Por Chiara Lombardi — Em uma iniciativa que lê a história como um filme em que antes alguns planos ficaram fora do corte, nasceu o Dicionário biográfico e temático das mulheres, uma obra em três volumes com mais de 2.500 páginas organizada pelo Istituto della Enciclopedia Italiana – Treccani. Dirigido pela italianista e historiadora da cultura Emma Giammattei, o projeto apresenta 650 perfis biográficos de mulheres que deixaram marca duradoura na Itália — ou nela viveram e se ligaram profundamente à sua história — do século XVIII até os primeiros decênios do século XXI.
Como quem reorganiza um arquivo cinematográfico para revelar cenas antes ocultas, o dicionário propõe uma partitura cronológica funcional que ultrapassa o automatismo das divisões por séculos: a intenção é mapear a rede histórica e geográfica do feminino, reconstruindo o mosaico complexo da “biografia feminina como vivido e como problema historiográfico”.

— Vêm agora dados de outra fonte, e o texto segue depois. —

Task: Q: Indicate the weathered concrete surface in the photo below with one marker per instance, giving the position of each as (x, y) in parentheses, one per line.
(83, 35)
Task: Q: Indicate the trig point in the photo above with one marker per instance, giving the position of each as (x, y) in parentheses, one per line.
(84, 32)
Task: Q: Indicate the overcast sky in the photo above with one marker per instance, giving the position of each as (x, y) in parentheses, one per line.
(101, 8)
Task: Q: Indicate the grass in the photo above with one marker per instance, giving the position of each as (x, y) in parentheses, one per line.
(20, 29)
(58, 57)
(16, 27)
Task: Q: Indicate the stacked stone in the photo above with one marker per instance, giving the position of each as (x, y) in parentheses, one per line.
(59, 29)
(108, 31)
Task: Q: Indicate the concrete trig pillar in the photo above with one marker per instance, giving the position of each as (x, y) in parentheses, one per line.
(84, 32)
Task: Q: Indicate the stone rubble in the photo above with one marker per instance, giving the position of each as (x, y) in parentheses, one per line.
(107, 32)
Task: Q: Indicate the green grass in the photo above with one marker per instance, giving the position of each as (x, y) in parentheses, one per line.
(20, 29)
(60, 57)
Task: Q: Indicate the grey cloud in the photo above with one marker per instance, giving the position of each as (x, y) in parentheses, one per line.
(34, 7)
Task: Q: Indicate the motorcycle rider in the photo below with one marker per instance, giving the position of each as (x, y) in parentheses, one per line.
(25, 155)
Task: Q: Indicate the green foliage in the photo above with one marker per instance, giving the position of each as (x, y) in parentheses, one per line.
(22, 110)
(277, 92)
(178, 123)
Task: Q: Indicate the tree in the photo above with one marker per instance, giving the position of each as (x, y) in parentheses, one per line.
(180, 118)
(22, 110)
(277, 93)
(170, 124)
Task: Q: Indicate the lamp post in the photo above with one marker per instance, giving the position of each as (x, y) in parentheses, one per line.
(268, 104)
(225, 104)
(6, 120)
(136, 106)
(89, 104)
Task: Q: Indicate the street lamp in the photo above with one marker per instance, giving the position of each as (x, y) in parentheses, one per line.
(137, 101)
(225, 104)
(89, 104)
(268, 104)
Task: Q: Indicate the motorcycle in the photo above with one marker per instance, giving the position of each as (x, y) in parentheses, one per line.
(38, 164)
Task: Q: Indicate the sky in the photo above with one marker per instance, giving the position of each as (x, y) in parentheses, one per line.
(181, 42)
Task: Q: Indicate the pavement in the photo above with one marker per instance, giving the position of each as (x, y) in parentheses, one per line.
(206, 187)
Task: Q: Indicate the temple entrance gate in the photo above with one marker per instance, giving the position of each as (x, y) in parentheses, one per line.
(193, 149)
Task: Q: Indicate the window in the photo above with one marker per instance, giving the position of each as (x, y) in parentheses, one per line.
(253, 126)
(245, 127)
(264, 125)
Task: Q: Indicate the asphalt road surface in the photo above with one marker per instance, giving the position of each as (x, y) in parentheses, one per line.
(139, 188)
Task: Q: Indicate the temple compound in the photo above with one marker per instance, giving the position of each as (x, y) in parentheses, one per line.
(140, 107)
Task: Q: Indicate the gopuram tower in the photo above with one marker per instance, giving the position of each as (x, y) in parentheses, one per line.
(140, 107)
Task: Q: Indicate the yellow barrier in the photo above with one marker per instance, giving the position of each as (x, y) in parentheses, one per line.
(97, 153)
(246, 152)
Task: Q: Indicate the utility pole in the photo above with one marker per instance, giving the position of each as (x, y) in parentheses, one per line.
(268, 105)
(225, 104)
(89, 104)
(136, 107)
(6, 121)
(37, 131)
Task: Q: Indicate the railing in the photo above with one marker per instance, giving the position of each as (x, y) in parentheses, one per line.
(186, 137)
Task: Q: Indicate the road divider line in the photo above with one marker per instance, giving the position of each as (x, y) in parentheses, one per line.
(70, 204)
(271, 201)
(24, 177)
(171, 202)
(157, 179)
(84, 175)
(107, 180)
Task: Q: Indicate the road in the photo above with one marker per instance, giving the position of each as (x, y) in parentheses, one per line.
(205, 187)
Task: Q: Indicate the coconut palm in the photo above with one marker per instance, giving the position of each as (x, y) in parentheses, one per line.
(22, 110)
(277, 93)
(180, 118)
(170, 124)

Os perfis recolhem trajetórias nas artes, na literatura, na ciência, na política, no jornalismo, na música, no esporte e nas práticas sociais, revelando tanto figuras-canônicas quanto vozes que a historiografia tradicional manteve à margem. Entre os nomes destacados na obra estão Grazia Deledda, Oriana Fallaci, Eleonora Duse, Rita Levi-Montalcini, Alda Merini, Elsa Morante, Carmen Sylva? — melhor: figuras tão diversas como Camilla Cederna, Margherita Sarfatti, Titina De Filippo, Sibilla Aleramo, Marisa Bellisario, Maria Goretti, Eleonora Fonseca Pimentel, Ada Gobetti, Camilla Ravera, Luisa Spagnoli, Tullia Zevi, Milva, Patrizia Cavalli, Monica Vitti, Suso Cecchi D’Amico, Valentina Cortese, Carla Fracci, Nilde Iotti, Miriam Mafai, Lea Massari, Mariangela Melato, Moira Orfei, Franca Valeri, Anna Maria Ortese, Michela Murgia, Raffaella Carrà, Giuni Russo, Rossana Rossanda, Franca Rame, Fernanda Pivano, Goliarda Sapienza, Inge Feltrinelli, Renata Tebaldi, Alida Valli, Lina Wertmüller e Tina Anselmi.

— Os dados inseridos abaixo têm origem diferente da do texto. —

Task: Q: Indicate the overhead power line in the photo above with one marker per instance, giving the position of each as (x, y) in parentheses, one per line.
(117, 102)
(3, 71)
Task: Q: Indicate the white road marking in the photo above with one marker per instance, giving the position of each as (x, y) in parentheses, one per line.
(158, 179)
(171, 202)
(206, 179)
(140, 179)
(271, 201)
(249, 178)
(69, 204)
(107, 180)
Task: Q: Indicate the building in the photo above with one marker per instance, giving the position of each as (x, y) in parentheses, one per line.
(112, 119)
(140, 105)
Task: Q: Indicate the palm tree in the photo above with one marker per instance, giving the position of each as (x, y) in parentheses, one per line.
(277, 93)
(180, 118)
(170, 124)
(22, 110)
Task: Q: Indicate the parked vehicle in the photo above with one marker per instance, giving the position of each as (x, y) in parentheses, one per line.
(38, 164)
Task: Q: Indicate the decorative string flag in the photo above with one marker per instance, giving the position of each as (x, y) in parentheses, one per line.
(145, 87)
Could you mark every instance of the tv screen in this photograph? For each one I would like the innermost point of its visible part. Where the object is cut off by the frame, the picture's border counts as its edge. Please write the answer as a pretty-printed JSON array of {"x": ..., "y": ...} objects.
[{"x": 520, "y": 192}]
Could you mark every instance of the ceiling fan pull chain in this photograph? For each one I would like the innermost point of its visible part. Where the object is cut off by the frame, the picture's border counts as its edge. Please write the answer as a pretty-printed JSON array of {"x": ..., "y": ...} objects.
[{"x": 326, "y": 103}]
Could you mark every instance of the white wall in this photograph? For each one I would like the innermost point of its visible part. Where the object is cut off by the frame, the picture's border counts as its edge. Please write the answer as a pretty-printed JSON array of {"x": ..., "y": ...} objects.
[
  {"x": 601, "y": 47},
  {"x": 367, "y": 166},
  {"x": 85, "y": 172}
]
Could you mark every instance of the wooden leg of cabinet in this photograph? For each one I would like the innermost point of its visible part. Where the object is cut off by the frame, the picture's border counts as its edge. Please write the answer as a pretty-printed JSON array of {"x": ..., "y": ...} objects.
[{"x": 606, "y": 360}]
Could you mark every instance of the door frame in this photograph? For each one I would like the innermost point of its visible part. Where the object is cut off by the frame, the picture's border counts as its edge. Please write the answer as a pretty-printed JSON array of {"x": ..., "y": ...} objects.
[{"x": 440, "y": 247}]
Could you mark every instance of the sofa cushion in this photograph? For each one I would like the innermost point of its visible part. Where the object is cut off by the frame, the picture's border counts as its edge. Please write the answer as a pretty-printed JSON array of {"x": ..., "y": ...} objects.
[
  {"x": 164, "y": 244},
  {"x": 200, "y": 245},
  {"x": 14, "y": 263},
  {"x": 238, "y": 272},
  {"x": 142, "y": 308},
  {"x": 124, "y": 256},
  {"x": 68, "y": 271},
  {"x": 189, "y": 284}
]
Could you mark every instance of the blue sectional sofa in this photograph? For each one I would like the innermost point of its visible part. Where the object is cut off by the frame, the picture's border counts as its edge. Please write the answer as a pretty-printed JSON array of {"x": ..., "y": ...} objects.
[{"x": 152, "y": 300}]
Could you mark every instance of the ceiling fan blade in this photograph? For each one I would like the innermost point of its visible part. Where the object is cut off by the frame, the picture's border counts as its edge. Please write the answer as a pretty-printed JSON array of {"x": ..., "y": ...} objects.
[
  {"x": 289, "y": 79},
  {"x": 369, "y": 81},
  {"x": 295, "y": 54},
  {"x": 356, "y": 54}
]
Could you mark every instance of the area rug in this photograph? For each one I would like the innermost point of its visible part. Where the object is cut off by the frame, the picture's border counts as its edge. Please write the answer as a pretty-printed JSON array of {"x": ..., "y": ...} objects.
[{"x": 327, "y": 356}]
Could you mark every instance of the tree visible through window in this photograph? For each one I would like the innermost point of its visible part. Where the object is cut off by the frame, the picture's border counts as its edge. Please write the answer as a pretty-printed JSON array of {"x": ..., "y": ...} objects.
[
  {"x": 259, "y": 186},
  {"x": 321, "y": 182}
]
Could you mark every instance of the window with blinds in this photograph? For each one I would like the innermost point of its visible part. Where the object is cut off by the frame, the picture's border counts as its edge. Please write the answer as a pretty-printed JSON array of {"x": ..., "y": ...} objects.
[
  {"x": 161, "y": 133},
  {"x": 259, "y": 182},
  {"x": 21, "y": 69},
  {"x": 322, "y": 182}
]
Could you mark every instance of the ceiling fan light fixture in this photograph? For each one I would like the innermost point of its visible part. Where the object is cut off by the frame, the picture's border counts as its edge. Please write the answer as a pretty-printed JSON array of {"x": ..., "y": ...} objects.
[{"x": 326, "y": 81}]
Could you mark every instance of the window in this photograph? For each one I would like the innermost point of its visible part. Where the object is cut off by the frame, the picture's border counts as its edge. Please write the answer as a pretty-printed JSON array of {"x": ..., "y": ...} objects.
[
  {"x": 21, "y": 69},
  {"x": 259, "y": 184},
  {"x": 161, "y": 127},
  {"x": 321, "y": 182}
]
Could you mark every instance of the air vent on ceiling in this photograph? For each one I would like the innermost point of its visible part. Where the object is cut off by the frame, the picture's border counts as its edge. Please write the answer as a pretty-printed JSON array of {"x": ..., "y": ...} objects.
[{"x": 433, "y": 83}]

Segundo Emma Giammattei, diretora científica da obra, o dicionário nasce de “uma exigência ao mesmo tempo cognitiva e moral”: a constatação, durante a fase final do Dizionario biografico degli Italiani, de um ruído estrutural na representação entre o masculino e o feminino. Não se tratou apenas de preencher uma ausência retroativa, mas de devolver visibilidade ao que permaneceu fora do campo de visão, permitindo que o feminino entre de modo pleno na dinâmica histórica.
Giammattei sublinha que a obra dispõe de liberdade metodológica e se beneficia do avanço significativo dos estudos de história das mulheres e da gender history, encarando a história como processo aberto. Em outras palavras: não se trata de inserir mulheres em um cânone já editado, mas de reconstituir as tramas e as contradições que tecem a experiência feminina ao longo dos séculos — como se remontássemos uma película para recuperar intertítulos perdidos que mudam o sentido da narrativa.

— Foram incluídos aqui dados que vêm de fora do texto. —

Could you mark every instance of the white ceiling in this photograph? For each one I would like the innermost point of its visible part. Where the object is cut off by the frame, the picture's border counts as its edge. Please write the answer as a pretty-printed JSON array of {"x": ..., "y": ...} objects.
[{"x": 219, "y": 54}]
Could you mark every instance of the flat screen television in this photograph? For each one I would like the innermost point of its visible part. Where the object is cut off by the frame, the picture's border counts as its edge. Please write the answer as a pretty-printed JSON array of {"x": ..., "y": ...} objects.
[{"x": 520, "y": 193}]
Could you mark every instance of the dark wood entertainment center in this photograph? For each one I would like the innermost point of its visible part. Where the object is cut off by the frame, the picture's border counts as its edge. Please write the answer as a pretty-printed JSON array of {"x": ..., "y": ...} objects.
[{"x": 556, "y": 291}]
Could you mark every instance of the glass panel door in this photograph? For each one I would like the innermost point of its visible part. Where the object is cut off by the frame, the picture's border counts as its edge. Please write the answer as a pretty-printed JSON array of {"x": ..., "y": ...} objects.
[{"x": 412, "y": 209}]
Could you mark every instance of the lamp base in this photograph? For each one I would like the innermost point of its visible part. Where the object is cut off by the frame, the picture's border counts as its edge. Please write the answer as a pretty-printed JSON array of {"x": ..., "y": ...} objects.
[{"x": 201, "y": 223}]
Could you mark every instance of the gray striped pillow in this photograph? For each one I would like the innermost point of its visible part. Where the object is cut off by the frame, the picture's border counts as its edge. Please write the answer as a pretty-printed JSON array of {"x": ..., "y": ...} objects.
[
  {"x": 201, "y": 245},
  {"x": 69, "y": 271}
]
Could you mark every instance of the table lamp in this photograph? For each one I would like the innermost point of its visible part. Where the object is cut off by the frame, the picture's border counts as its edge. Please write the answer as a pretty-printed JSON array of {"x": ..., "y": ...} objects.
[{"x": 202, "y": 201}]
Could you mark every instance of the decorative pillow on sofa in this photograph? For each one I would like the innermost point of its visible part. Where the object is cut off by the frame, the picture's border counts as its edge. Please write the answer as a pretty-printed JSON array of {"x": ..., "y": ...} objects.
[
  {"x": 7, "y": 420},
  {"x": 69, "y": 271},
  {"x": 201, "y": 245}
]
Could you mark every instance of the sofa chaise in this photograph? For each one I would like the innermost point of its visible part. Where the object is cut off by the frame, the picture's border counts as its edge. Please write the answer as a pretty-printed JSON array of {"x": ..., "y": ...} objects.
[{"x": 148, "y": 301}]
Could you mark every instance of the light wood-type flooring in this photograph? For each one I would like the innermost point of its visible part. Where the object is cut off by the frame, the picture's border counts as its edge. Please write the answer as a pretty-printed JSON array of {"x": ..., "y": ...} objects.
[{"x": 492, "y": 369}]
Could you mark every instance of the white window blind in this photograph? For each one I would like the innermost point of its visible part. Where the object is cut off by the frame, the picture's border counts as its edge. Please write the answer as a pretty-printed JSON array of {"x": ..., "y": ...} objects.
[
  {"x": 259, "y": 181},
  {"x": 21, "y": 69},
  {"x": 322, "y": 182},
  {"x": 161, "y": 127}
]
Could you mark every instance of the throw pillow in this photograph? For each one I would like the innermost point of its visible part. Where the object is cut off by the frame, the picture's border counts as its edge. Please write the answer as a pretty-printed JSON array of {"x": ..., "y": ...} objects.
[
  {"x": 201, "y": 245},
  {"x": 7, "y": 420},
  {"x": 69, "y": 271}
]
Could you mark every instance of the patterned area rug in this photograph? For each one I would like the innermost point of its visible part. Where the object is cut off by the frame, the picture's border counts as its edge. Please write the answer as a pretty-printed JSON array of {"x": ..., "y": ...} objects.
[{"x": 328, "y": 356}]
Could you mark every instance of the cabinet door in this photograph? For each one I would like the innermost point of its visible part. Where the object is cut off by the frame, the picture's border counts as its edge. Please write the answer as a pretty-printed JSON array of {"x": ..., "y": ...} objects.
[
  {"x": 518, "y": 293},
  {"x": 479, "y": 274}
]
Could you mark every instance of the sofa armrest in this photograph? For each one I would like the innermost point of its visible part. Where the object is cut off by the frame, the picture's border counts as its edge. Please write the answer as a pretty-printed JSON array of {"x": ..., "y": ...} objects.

Nos últimos anos, a Treccani intensificou ações e pesquisas voltadas para a presença feminina e a igualdade de gênero, um movimento editorial e institucional que reflete transformações mais amplas na paisagem cultural italiana e europeia. O Dicionário vem, portanto, como um reframe historiográfico: um espelho polido da memória coletiva que revela tanto o brilho quanto as sombras do passado.
Para leitores e leitoras interessados em entender o roteiro oculto da sociedade italiana — seus atores, suas ausências, seus retornos — esta obra funciona como um atlas biográfico e temático. Mais que curiosidade enciclopédica, oferece um instrumento crítico: a possibilidade de ler o presente com o vigor interpretativo de quem sabe que cada biografia é também um corte no tecido maior da história.